The interesting, and from the German perspective, the most challenging feature of the game was that no British units would be indicated by models on the table until their presence was triggered by shooting in response to German actions. Chris, the appointed German Commander in Chief, had the challenging task of sending German assets relatively blindly into tactical locations as potential targets, which by their very elimination, would reveal the British positions! This did provide for a very entertaining game in which the word ‘ambush’ became the most feared word if you were one of the German Commanders.
A bocage lane ran to the west of the village which would provide much needed cover for the German advanced units. Directly in front of the village was a large area of open ground through which ran a straight road which parted an area of woodland, which again would provide much needed cover despite being a good distance from the village. We therefore sent 2 SDKFZs carrying panzer grenadiers along the aforementioned bocage lane. One section dismounted to take up position half way along the lane sending the armoured vehicle forward. The other SDKFZ advanced along the edge of the field next to the lane. Unfortunately, both vehicles were knocked out by two Stuart tanks waiting in ambush to the west of the village. The Panzer Grenadiers riding in the second SDKFZ also perished.
Chris after this initial set-back quite rightly gathered the German forces behind the woodland area in preparation for a frontal assault. Unfortunately, British mortars found their targets and supressed and hampered these preparations. Jack was already demonstrating the uncanny ability to spot and target our units over considerable distances. Elevens and twelves on D12’s became the norm as our SDKFZs and small number of tanks became his victims!

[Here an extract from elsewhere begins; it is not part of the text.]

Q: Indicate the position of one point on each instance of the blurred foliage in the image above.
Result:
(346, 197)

We sent 4 more SDKFZs along the bocage lane into which they unloaded their infantry. This gave some useful crossfire which revealed Two British infantry sections dug-in in-front of the village, and we caused our first casualties on the defenders. However, at the same time the first of 2 British 6 pdr anti-tank guns revealed themselves by popping off our most advanced vehicles. Also, a British machine gun section positioned in the upper floor of a village house started to inflict pain and suffering on our infantry units trying to advance across the open ground in-front of the village.
More German tanks arrived on the long straight road to support our attack and these in turn were successfully targeted by off-board artillery, their progress hampered. Try as we might, and to Chris’s utter frustration our mortars and artillery failed repeatedly to successfully target any of the British positions.

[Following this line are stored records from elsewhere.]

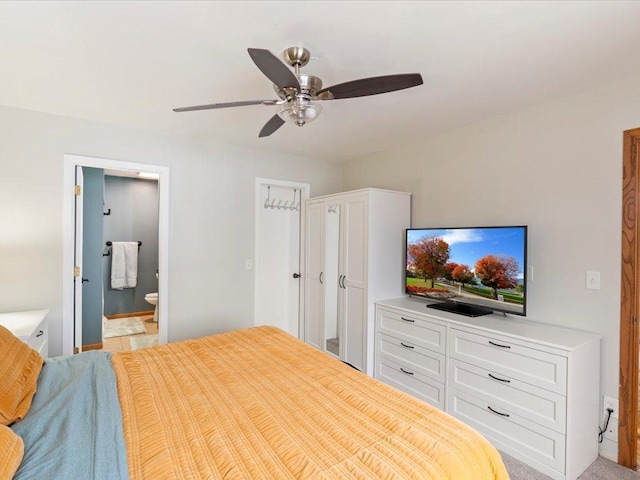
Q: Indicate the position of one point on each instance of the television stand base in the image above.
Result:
(461, 309)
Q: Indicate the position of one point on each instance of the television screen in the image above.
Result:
(472, 271)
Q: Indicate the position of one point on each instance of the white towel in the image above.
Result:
(124, 265)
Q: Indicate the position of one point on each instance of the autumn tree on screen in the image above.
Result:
(428, 256)
(463, 275)
(497, 272)
(448, 271)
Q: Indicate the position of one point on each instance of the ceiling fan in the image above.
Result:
(300, 93)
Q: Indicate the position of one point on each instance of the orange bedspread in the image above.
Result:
(258, 403)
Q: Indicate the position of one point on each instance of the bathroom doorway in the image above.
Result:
(73, 246)
(278, 212)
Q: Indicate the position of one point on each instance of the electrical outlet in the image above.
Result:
(612, 431)
(610, 402)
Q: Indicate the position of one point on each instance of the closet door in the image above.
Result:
(354, 282)
(314, 272)
(332, 280)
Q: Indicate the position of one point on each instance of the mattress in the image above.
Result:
(258, 403)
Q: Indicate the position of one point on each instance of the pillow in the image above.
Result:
(12, 448)
(20, 366)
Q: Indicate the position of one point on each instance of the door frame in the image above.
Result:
(629, 304)
(305, 190)
(68, 240)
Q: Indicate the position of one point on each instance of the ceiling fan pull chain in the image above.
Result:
(266, 202)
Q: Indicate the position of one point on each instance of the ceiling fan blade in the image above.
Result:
(274, 69)
(271, 126)
(223, 105)
(370, 86)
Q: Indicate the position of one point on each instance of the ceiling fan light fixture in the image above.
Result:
(300, 111)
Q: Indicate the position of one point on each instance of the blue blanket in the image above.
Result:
(74, 427)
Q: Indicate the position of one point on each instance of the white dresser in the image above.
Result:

On the road to the east of the village, a small convoy of British reinforcements appeared – a Cromwell tank leading a section of bren-gun carriers. With some new visible targets, the remaining German tanks took aim, but again failed to successfully spot and fire upon these new arrivals.

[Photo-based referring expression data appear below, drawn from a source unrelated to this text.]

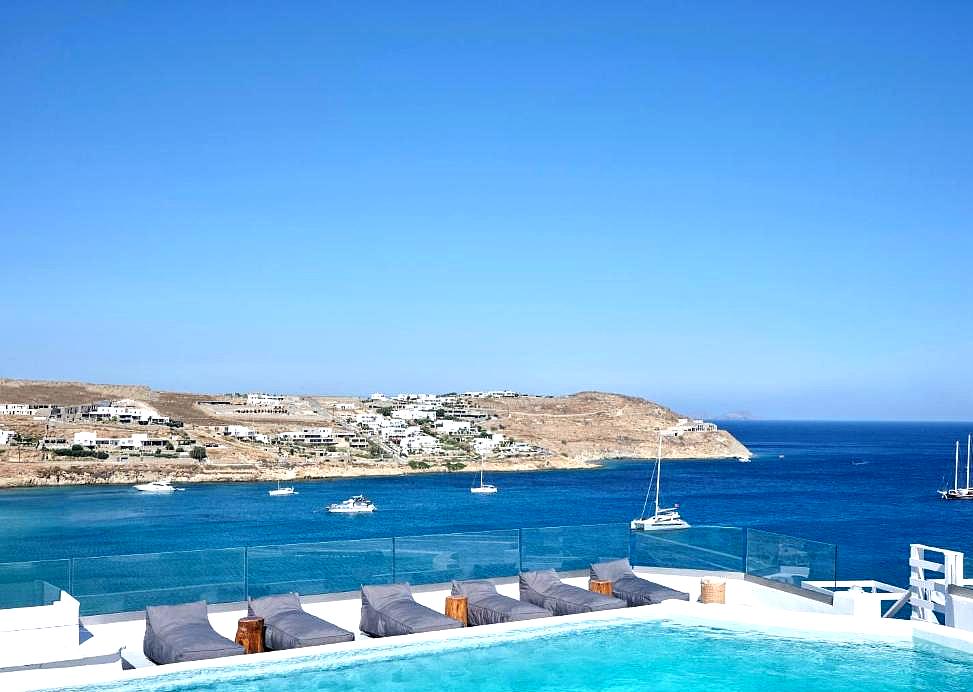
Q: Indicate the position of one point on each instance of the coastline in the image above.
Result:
(121, 474)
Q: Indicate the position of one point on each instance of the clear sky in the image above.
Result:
(720, 206)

At this point, we German commanders took stock of the situation. Our infantry in-front of the village were suppressed and therefore unable to move or fire because of the constant and accurate shooting of the British defenders. Our few remaining tanks could make no progress across the open ground behind them to offer support because they were easy targets for the 2 6pdrs in cover and the Cromwell positioned to the east of the village. The whole attack had gone pear-shaped and there was nothing much we could do to change the situation. We therefore gracefully accepted a resounding defeat.
From the German attackers’ perspective, not knowing what or where the opposition was, did create a very entertaining and challenging game. In hindsight, we could have organised our attack differently but made decisions commensurate with the information available. I think its fair to say that when we needed a’ bit of luck’ we didn’t get any! And Jack’s superlative performance with the spotting and shooting dice inflicted a death by a thousand cuts on the German forces.